• autoimmunity;
  • cytokine;
  • inflammation

Abstract:  Psoriasis is a chronic skin disease that affects about 1.5% of the Caucasian population and is characterized by typical macroscopic and microscopic skin alterations. Psoriatic lesions are sharply demarcated, red and slightly raised lesions with silver-whitish scales. The microscopic alterations of psoriatic plaques include an infiltration of immune cells in the dermis and epidermis, a dilatation and an increase in the number of blood vessels in the upper dermis, and a massively thickened epidermis with atypical keratinocyte differentiation. It is considered a fact that the immune system plays an important role in the pathogenesis of psoriasis. Since the early 1990s, it has been assumed that T1 cells play the dominant role in the initiation and maintenance of psoriasis.

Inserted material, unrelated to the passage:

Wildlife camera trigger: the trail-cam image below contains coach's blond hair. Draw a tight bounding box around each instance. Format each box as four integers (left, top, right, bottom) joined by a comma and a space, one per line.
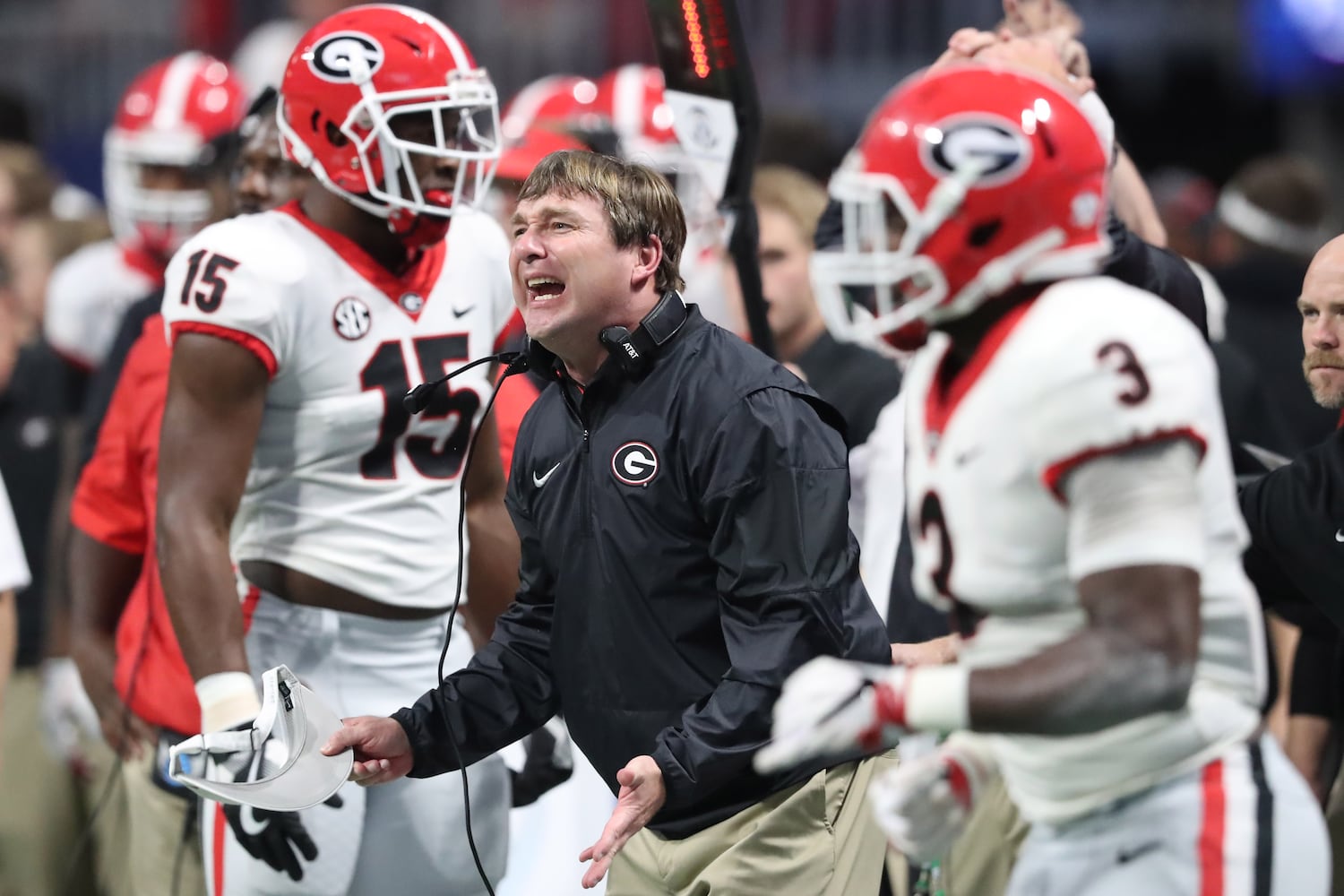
518, 149, 685, 293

However, the profound success of anti-tumor necrosis factor-α therapy, when compared with T-cell depletion therapies, should provoke us to critically re-evaluate the current hypothesis for psoriasis pathogenesis. Recently made discoveries regarding other T-cell populations such as Th17 and regulatory T cells, dendritic cells, macrophages, the keratinocyte signal transduction and novel cytokines including interleukin (IL)-22, IL-23 and IL-20, let us postulate that the pathogenesis of psoriasis consists of distinct subsequent stages, in each of them different cell types playing a dominant role. Our model helps to explain the varied effectiveness of the currently tested immune modulating therapies and may enable the prediction of the success of future therapies.